What is body positivity?
Body positivity sounds like a great concept: In short, it’s the idea of accepting and celebrating one’s body regardless of any physical characteristics. But for athletes, this can be a difficult proposition, since improving one’s athletic skill requires an awareness of improvements and progress. Body positivity can also be difficult for any person, Streno says, simply because feeling positive at all times is an impossible task. The social comparisons young people face are also impossible to avoid.
“Body positivity can actually be negative for some athletes, because when they try to maintain body positivity but find fault with themselves, they feel like they’ve failed,” says Streno. “But no human feels 100 percent great all of the time.”
Because of this, body neutrality—where you don’t have any judgments about your physical body—may be an easier target.
What is body neutrality?
“Body neutrality lets you move away from how your body looks, and instead, lets you focus on what your body can do,” says Streno. “The goal is to move away from the physical appearance and connect with how your body aligns with your values, like the ability to move freely or do a certain activity. Focus on what your body allows you to do, rather than what it looks like.”
Developing a more body-neutral approach can be especially helpful in the context of social comparison, whether with teammates or on social media, says Streno. “For example, if you’re able to develop a feeling of body neutrality, you’re less likely to look around and compare how everyone on the team looks in their uniforms,” she adds.
Use social media to embrace body neutrality.
Social media consumption can lead to negative body image, but it can also help you embrace body neutrality. To start, search out people to follow who are speaking candidly about body image and sharing unedited, real images. “Ask yourself, ‘Who am I following and how do they make me feel?’” says Streno. “There are a lot of social media accounts that are shifting gears towards talking about how we can see a person beyond just physical appearance. Try to follow accounts that help you feel better, not worse.”
Take appearance out of the equation.
As athletes, body neutrality may be beneficial for performance, since it attempts to take appearance out of the equation and instead focus on what the body is capable of doing. If you’re not worrying about how you look in the pool or having the perfect ’swimmer’s build,’ you may be better able to hone your arm position for your backstroke. If you’re not stressed about being a certain weight to run cross-country, and instead, are focusing on how good you’re feeling during hill repeats, you’re probably going to perform better on race day.
Finally, body neutrality can remind athletes that sport is just one part of their body’s capabilities. Remember, you are so much more than the ability to run a certain pace for 400 meters or score a goal in the final seconds of a match. Focusing on body neutrality can help you see yourself as a whole human, with a wide variety of interests and talents.
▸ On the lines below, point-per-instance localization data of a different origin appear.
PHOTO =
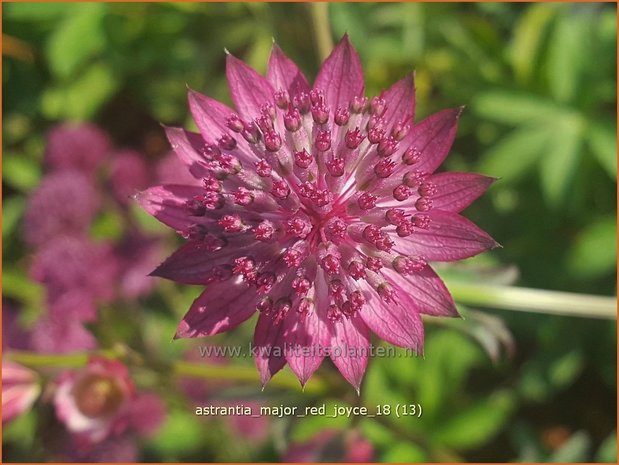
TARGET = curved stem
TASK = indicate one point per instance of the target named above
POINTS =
(534, 300)
(319, 12)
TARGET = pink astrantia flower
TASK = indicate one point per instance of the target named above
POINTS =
(101, 401)
(318, 208)
(20, 388)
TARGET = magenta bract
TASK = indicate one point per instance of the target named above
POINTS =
(318, 208)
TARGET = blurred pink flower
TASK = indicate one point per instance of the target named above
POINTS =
(100, 401)
(20, 388)
(63, 204)
(60, 334)
(331, 446)
(319, 209)
(71, 264)
(171, 170)
(129, 173)
(80, 147)
(137, 255)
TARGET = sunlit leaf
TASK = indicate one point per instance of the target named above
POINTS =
(594, 252)
(560, 160)
(476, 423)
(574, 450)
(12, 211)
(515, 108)
(81, 98)
(516, 153)
(602, 138)
(528, 38)
(20, 172)
(607, 453)
(567, 54)
(80, 37)
(404, 453)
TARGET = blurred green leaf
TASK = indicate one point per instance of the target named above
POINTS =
(602, 138)
(475, 423)
(309, 426)
(35, 11)
(515, 108)
(567, 53)
(404, 453)
(79, 37)
(20, 172)
(180, 434)
(561, 159)
(516, 153)
(108, 225)
(448, 358)
(528, 38)
(607, 453)
(12, 211)
(21, 430)
(566, 368)
(594, 252)
(81, 98)
(575, 449)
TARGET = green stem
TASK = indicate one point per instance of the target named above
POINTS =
(181, 368)
(319, 12)
(534, 300)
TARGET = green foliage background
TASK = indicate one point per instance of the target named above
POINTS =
(539, 84)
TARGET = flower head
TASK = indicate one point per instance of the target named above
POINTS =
(318, 208)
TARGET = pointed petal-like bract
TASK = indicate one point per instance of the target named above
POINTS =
(428, 291)
(396, 322)
(433, 137)
(350, 348)
(456, 191)
(306, 340)
(249, 90)
(449, 237)
(167, 204)
(269, 346)
(221, 307)
(187, 147)
(211, 117)
(400, 101)
(284, 74)
(209, 114)
(341, 75)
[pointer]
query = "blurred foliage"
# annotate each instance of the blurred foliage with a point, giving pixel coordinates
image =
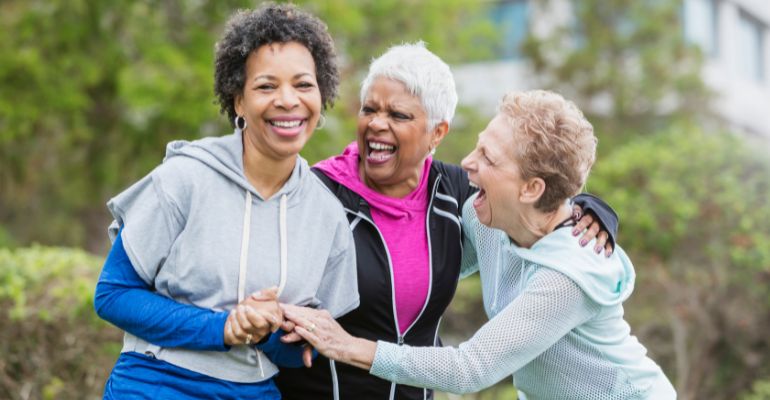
(695, 219)
(94, 90)
(52, 344)
(759, 391)
(625, 63)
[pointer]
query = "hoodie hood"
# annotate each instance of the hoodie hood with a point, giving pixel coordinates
(608, 281)
(225, 155)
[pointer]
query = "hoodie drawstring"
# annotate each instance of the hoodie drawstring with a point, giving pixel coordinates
(245, 254)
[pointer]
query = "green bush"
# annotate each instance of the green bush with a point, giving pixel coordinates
(694, 217)
(53, 345)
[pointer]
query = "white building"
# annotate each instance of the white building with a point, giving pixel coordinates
(734, 34)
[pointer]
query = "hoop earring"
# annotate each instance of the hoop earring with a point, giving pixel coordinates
(321, 122)
(240, 123)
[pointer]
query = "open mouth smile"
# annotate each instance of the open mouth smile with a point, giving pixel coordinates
(379, 152)
(287, 127)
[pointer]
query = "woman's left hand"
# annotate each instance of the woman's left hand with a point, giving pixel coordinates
(591, 229)
(328, 337)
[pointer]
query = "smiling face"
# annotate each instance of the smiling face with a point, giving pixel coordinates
(280, 101)
(493, 168)
(393, 138)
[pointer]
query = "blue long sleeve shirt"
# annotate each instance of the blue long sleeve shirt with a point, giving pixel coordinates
(126, 301)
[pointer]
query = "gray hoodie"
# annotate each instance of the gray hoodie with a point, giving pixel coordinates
(197, 232)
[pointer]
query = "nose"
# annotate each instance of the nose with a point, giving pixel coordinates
(468, 163)
(378, 123)
(286, 98)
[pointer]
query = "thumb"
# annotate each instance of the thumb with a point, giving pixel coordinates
(265, 294)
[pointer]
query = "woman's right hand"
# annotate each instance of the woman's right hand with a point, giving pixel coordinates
(328, 337)
(253, 318)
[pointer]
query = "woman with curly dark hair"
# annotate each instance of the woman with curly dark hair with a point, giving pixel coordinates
(226, 216)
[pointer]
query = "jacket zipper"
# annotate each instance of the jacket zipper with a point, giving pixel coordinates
(399, 335)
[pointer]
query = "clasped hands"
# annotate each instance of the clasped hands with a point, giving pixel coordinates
(260, 314)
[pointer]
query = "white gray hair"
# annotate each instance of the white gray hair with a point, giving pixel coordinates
(423, 73)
How to practice body neutrality
You can start practicing body neutrality by paying attention to your thoughts. Negative thoughts about body image are natural, and Streno urges athletes to be honest about them. When those thoughts arise, try to be aware of them. Notice what may be causing them, and even consider journaling the negative thoughts around body image, and then shifting it to a more neutral statement about what your body is capable of. You can also start journaling regularly by keeping a ‘gratitude list’ of things that your body is capable of.
Lastly, if you are struggling with body image issues or negative self-talk, Streno does add that talking to an adult and seeking help is incredibly important. Journaling and practicing positive self-talk can be helpful and beneficial, but a professional may be better equipped to help you sort out complicated feelings around your body and performance.
Focusing on body neutrality, or recognizing and appreciating your body’s capabilities, may be a better option than body positivity for athletes who struggle with body image. Get started by journaling a short list of things you’re grateful for about your body, which will help shift you towards a more accepting relationship with your body overall.